Counseling.... I didn't listen. I'd talk talk talk. And when I was offered advice... I did not listen. Why??? because I was not willing to face making those type of changes.

 

It took me a long time to come to the realization that my "X" wasn't really a nice guy. My "X" didn't love me, he loved me for what I could do for him, and as long as I performed... was the wife he, his family and friends expected me to be... I was great.

 

I would stay on the drugs for 6-9 months.. and then ween off. Sure as the sun rises in the morning... it would begin to build again and months would pass by and I was there again.. thinking about the ULTIMATE OUT.

 

Intrusive thoughts about.. suicide. They scared me. I honestly thought something was very very abnormally wrong with me.

 

In the end.... there was something wrong, I refused to "see" things the way they were.
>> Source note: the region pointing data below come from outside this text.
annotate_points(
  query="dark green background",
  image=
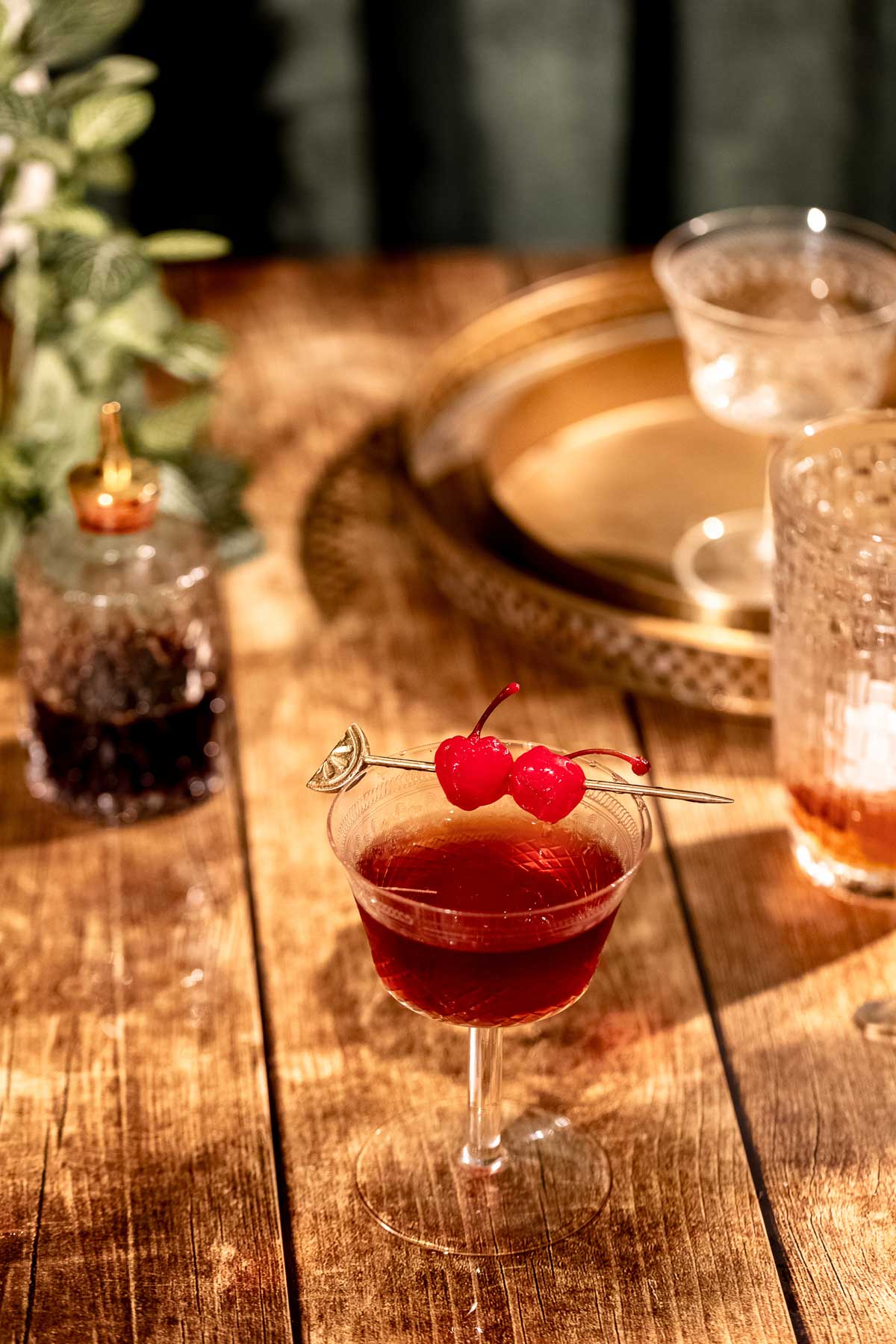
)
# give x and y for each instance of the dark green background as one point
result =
(344, 125)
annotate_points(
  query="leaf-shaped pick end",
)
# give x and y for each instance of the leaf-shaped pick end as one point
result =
(344, 765)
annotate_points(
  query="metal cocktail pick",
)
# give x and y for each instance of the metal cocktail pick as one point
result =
(351, 757)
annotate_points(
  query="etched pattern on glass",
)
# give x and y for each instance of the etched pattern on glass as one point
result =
(835, 652)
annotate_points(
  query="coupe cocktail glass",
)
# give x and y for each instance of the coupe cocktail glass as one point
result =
(484, 920)
(786, 316)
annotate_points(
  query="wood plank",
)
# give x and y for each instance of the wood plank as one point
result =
(136, 1169)
(788, 965)
(335, 623)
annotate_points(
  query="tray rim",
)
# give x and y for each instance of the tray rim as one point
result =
(494, 339)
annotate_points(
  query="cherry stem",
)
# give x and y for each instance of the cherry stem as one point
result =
(638, 764)
(503, 695)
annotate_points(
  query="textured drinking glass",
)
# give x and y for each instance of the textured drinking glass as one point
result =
(464, 1180)
(833, 491)
(786, 316)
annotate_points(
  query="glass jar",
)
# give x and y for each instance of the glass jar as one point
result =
(124, 662)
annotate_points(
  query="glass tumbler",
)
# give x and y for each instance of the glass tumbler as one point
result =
(833, 492)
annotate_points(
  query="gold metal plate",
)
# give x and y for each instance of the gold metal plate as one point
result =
(555, 457)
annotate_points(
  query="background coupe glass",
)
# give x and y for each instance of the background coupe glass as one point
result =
(786, 316)
(484, 920)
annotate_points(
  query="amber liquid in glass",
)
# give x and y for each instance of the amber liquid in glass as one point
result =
(850, 827)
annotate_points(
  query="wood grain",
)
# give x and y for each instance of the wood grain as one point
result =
(136, 1166)
(786, 968)
(336, 623)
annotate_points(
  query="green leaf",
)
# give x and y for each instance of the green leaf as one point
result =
(184, 245)
(112, 171)
(179, 495)
(28, 292)
(211, 488)
(112, 70)
(104, 270)
(172, 429)
(73, 220)
(22, 114)
(196, 352)
(141, 323)
(46, 396)
(62, 31)
(8, 609)
(109, 120)
(57, 152)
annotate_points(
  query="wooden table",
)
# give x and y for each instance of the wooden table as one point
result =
(195, 1043)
I refused to take that chance and change.

 

Throughout the years... I've tried everything to swing the marriage the other way. And thats just it.. when one person is working the "relationship" its not really a relationship is it???? It took a long long time for the light bulb to click. For me..it took seeing "X" start his verbal/emotinal/phsyical abuse with the kids. THAT DID IT. I filed for Divorce and got out. As painful as it was.. it had to be done. Almost like amputating a limb.

 

Since... I've been embracing "change" and I've been MED FREE. I still have my down times... during the down times, I try to stay active and keep things in perspective. It works.